Basic addition stumper

Michael Weinerman

Join Date: Nov 2017

Posts: 22
#1

Basic addition stumper

06 Nov 2023, 15:17

Hello,

A couple folks on our team have been stumped by this one. We're working in Stata 16.1. I stripped the issue down to a little bit of test code that I'm hoping somebody can pick apart. Basically, when `i'*10000 is commented out we get output that we'd expect (630,1230,631,1231, ...), but when that piece is included it skips the odd values (19610630,19621230,19610632,19621232, 19610632, 19621232,...). It feel like we're missing something really obvious, but I'm not sure what it could be. I tried floor(`i'*10000), but same result.

We don't need a workaround. This is easy to do in a different way. But this is a concerning issue to not be able to resolve.

Thanks!

Code:

clear set seed 1000 set obs 63 gen year = 1960 +_n gen month = runiformint(1,12) gen cohort = . format cohort %9.0f forval y = 0/9 { forvalues i = 1960/2023 { qui replace cohort = `i'*10000 + 63`y' if inrange(month,1,6) & year==`i' qui replace cohort = `i'*10000 + 123`y' if inrange(month,7,12) & year==`i' } di cohort[1] di cohort[2] qui replace cohort = . }
Tags: None
Leonardo Guizzetti

Join Date: Jul 2016

Posts: 2403
#2

06 Nov 2023, 15:49

Your variable needs to be declared as a double data type instead of the default, float. See -help data types-. This issue has come up here several times before.
Comment
daniel klein

Join Date: Mar 2014

Posts: 3872
#3

06 Nov 2023, 15:59

For integers, I would go with long here.
Comment
Maarten Buis

Join Date: Mar 2014

Posts: 3464
#4

07 Nov 2023, 02:37

The problem that Leonardo and Daniel are referring to is called precision. It has to do with how computers store numbers: it uses a string of 0s and 1s to represent a number. By default Stata reserves 32 bits (or 4 bytes (or 8 nybbles)) for a single number. If the number doesn't fit within that reserved space, it will be rounded. That is what happened in your case: with 4 bytes Stata can store about 7 significant digits, and the number you want to store has 8.
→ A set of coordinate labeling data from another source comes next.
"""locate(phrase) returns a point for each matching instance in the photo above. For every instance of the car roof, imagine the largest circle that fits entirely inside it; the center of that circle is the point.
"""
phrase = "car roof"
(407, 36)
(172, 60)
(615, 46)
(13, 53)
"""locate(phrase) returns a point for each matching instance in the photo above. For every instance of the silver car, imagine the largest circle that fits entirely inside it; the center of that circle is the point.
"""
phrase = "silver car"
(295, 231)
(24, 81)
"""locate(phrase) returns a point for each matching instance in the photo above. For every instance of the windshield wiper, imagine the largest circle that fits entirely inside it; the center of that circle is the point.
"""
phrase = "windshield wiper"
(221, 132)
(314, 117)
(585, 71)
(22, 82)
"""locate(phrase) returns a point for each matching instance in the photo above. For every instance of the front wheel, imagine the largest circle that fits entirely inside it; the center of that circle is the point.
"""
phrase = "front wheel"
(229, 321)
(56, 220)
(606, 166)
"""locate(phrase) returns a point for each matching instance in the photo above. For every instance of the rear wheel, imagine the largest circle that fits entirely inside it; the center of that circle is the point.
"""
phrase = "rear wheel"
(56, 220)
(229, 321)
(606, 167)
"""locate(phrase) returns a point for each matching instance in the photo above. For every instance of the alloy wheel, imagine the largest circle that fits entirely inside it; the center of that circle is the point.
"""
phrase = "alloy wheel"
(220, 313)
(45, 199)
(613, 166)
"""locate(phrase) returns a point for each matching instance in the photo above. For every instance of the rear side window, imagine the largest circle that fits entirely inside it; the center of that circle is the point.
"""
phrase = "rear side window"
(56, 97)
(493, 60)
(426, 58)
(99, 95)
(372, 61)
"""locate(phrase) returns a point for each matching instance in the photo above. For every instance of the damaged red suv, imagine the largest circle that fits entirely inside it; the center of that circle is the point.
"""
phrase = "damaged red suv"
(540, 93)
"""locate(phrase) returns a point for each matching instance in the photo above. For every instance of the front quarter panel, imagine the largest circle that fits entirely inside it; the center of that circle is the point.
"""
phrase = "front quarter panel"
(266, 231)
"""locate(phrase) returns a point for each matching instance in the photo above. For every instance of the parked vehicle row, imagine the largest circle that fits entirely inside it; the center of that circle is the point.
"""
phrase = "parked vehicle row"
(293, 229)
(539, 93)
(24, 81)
The number of significant digits is in part reduced by the fact that Stata wants to allow for a fractional part. If you know that the values in your variable have no fractional part (i.e. is an integer) you can store more with those 4 bytes. This is Daniel's suggestion for using long. Using longs you can store 9 significant digits instead of 7 with those same 4 bytes. Alternatively, you can just reserve more bytes for a single number and increase the precision that way. This is Leonardo's suggestion using double. This reserves 8 bytes instead of 4 for each number, which gives you 16 digits of accuracy.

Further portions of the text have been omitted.